Sometime during the Gilfach Village Fete (in Wales), Edith Sullivan is brutally murdered. Edith had been seen arguing with her husband Stanley so the police, led by Chief Inspector Miskin, consider Stan their prime suspect. Mary Alice Smith, AKA Granny Smith, is having none of it. Besides the fact that Stan was sinking pints with her husband Arthur all evening in the beer tent, she just knows —neighbors for 20 years after all— that Stan isn't capable of murder. When the police —"we know what we're doing"—don't take Granny's observations seriously, she has to prove Stan innocent and find the guilty party herself. What did Edith see at the fete that shocked her? What's the story with the engagement of Sheila and the much younger, semi-retired but "dishy, sex on legs" London solicitor Nigel Charlton.
Granny Smith Investigates answers the question, "how might Miss Marple turned out had she been born in the 1950s instead of the 1860s." She is referred to as "Miss Marple on steroids" several times in the course of the s generally disregard the proven crime solving record of the amateur sleuth. You can deduce that Granny isn't exactly like her fictional counterpart but how she differs I will leave to the reader to find out. More fun that way. Just keep in mind that she would have been an adolescent in the 1960s.
As in Gary's other writing, he puts great care in crafting his characters, gives them dimension, then puts them in a setting where their personalities fit the story. A second novel is due out later this year and Gary promises a more "densely plotted whodunit" but not at the expense of the characters. I'm particularly interested to see what he does with Gerald, Granny's son. I keep thinking about the character Daffyd in the BBC comedy Little Britain.
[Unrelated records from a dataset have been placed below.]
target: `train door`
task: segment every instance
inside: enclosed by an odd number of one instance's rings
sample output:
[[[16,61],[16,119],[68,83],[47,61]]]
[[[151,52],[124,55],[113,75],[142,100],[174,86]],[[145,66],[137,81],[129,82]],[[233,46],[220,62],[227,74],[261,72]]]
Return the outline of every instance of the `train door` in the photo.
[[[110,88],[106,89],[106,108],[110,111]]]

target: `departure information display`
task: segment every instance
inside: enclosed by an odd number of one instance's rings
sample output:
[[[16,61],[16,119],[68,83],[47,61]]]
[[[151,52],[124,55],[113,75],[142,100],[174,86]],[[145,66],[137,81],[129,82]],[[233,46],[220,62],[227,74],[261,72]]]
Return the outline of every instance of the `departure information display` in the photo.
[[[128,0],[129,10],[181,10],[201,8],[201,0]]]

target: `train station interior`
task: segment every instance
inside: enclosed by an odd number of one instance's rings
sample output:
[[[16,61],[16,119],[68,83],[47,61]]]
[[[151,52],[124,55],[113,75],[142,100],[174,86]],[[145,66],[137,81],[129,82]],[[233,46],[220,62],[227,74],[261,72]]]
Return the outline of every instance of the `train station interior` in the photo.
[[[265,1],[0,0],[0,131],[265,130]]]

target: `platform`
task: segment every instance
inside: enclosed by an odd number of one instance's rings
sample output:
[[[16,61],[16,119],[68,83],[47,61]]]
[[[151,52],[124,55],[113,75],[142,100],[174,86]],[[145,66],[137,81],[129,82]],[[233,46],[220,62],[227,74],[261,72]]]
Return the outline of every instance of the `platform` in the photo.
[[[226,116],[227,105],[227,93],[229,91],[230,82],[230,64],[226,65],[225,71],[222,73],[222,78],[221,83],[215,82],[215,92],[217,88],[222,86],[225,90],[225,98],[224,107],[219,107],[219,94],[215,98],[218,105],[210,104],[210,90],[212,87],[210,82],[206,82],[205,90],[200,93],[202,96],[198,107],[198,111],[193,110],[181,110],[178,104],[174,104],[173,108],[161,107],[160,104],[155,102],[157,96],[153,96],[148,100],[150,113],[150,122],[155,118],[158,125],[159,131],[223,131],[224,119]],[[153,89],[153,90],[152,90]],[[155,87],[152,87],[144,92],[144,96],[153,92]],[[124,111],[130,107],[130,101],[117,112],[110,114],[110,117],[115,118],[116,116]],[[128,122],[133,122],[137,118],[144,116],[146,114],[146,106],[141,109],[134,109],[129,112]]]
Dobbs says that he hadn't read much in the cosy genre before he wrote Granny Smith Investigates but he hits the tropes and his modernized approach to the genre is great fun. He adds "broad humour" which you don't find much of in the Miss Marple mysteries. He considers the genre in this post, What is a Cozy Crime? About his approach to the cozy Gary writes, "I'm reading more and more cozies now and so I'm starting to understand the genre boundaries - all the better to hop over them". I'm looking forward to seeing how Gary places his stamp on this venerable genre.
About the author:
There are some curious aspects to Gary Dobbs you have to account for when introducing him. He is, variously: a Welshman; he writes novels set in the American West (as Jack Martin); he is a bit of a Ripperologist (A Policeman's Lot/The Rhondda Ripper and on Amazon); he's an actor who has appeared in Doctor Who and Torchwood (swoon), and has a good role in the horror film The Reverend; and on Jan. 1, 2013, he will hang up his taxi license and become a full-time writer. I did a three part interview with Gary back in 2010 which is due for an updating. He blogs at The Tainted Archive.